Column | Description |
---|---|
MAF.bin |
Minor Allele Frequency bin name |
#Het |
Correctly imputed heterozygous sites (count and percentage) |
#Ref |
Correctly imputed homozygous reference sites |
#Alt |
Correctly imputed homozygous alternate sites |
Total |
Total number of correctly imputed sites (Het + Ref + Alt) |
MisHet(%) |
Percentage of missing heterozygous genotypes |
MisRef(%) |
Percentage of missing homozygous reference genotypes |
MisAlt(%) |
Percentage of missing homozygous alternate genotypes |
MisTot(%) |
Total missing genotype percentage |
Het.Precision(%) |
Precision for heterozygous calls |
Ref.Precision(%) |
Precision for reference calls |
Alt.Precision(%) |
Precision for alternate calls |
Tot.Precision(%) |
Overall precision |
Het.Sensitivity(%) |
Sensitivity for heterozygous calls |
Ref.Sensitivity(%) |
Sensitivity for reference calls |
Alt.Sensitivity(%) |
Sensitivity for alternate calls |
Tot.Sensitivity(%) |
Overall sensitivity |
Het.Specificity(%) |
Specificity for heterozygous calls |
Ref.Specificity(%) |
Specificity for reference calls |
Alt.Specificity(%) |
Specificity for alternate calls |
Tot.Specificity(%) |
Overall specificity |
Het.Accuracy(%) |
Accuracy of heterozygous calls |
Ref.Accuracy(%) |
Accuracy of reference calls |
Alt.Accuracy(%) |
Accuracy of alternate calls |
Tot.Accuracy(%) |
Overall accuracy |
Het.FPR(%) |
False Positive Rate for heterozygous calls |
Ref.FPR(%) |
False Positive Rate for reference calls |
Alt.FPR(%) |
False Positive Rate for alternate calls |
Tot.FPR(%) |
Overall False Positive Rate |
Het.FNR(%) |
False Negative Rate for heterozygous calls |
Ref.FNR(%) |
False Negative Rate for reference calls |
Alt.FNR(%) |
False Negative Rate for alternate calls |
Tot.FNR(%) |
Overall False Negative Rate |
Non-reference.discordance(%) |
Discordance rate for non-reference genotypes |
Non-reference.concordance(%) |
Concordance rate for non-reference genotypes (100 - discordance) |
Once the individual bin files have been generated, merge them into a single summary using:
bash makeSummary.sh
This will produce a single SummaryStats
file aggregating statistics across all MAF bins for the sample.
Before running this step, make sure you have BCFtools installed, and prepare a set of variant list files, one for each frequency bin.

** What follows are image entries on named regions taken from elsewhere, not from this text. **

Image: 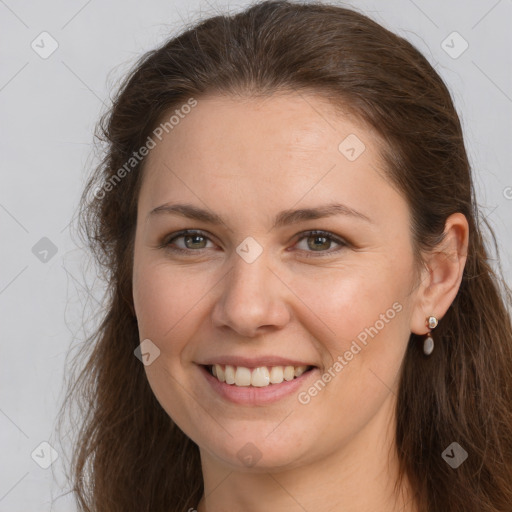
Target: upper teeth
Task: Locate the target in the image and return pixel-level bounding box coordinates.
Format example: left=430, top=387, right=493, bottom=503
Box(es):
left=211, top=364, right=308, bottom=388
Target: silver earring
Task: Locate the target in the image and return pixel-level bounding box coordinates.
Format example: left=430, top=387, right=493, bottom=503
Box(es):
left=423, top=316, right=438, bottom=356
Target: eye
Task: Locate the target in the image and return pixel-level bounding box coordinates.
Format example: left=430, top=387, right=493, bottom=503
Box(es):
left=161, top=229, right=215, bottom=253
left=297, top=230, right=349, bottom=258
left=159, top=229, right=349, bottom=258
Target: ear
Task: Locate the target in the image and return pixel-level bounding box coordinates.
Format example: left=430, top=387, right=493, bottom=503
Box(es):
left=410, top=213, right=469, bottom=334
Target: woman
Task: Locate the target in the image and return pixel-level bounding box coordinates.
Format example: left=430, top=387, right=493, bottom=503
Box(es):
left=58, top=2, right=512, bottom=512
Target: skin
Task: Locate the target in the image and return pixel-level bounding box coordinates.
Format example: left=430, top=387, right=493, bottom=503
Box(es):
left=133, top=93, right=468, bottom=512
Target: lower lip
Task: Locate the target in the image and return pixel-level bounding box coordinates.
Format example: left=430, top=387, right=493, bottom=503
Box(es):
left=199, top=365, right=318, bottom=405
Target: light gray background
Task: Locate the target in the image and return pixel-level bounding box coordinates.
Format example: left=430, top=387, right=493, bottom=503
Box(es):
left=0, top=0, right=512, bottom=512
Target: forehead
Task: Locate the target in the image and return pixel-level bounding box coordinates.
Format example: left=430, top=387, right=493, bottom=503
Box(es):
left=140, top=94, right=396, bottom=221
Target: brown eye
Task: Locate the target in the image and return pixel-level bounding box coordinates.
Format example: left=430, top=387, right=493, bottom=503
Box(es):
left=292, top=231, right=348, bottom=257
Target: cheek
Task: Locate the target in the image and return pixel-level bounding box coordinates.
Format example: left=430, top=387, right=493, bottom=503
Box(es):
left=133, top=261, right=199, bottom=352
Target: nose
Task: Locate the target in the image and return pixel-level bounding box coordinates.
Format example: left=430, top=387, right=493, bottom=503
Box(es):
left=212, top=246, right=292, bottom=337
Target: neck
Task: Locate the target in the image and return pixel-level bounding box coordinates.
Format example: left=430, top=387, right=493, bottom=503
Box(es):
left=197, top=397, right=417, bottom=512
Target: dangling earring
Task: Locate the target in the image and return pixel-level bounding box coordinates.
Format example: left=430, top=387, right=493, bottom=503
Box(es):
left=423, top=316, right=437, bottom=356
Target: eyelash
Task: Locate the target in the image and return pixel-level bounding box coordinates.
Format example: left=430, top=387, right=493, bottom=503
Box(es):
left=159, top=229, right=349, bottom=258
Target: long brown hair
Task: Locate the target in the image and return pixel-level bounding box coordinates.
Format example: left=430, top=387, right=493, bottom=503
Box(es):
left=55, top=1, right=512, bottom=512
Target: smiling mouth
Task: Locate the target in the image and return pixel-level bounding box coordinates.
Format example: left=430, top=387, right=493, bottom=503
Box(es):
left=203, top=364, right=316, bottom=388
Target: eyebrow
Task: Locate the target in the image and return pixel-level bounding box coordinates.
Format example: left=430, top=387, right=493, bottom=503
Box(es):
left=147, top=203, right=373, bottom=229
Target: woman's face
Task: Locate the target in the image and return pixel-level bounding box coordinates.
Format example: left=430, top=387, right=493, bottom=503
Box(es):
left=133, top=94, right=424, bottom=471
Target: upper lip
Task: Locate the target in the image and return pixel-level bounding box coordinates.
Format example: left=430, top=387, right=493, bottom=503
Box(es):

Name them as follows:
0_0.001
0.001_0.01
0.01_0.05
0.05_0.1
0.1_0.3
gt0.3
gt0.05
Each file should contain two columns: chromosome and position, extracted from the frequency file used in Step 3:
chr1 598812
chr1 758351
chr1 794299
Now run:
bash makeR2.sh path/to/folder/with/frequency_files/ SAMPLE_NAME_IMPUTED.vcf SAMPLE_NAME_HIGH.COVERAGE.vcf
- Extract variants for each MAF bin from the imputed VCF.
- Create compressed and indexed VCFs for each bin.
- Compare each bin to the high-coverage reference VCF.
- Compute Pearson correlation (R²) between imputed and true genotypes for each bin.
- Append the R² values to the corresponding summary.
Final output will be a file named SummaryStatsR2
, which is identical to the SummaryStats
file from Step 6, but includes an additional column with R² values for each frequency bin.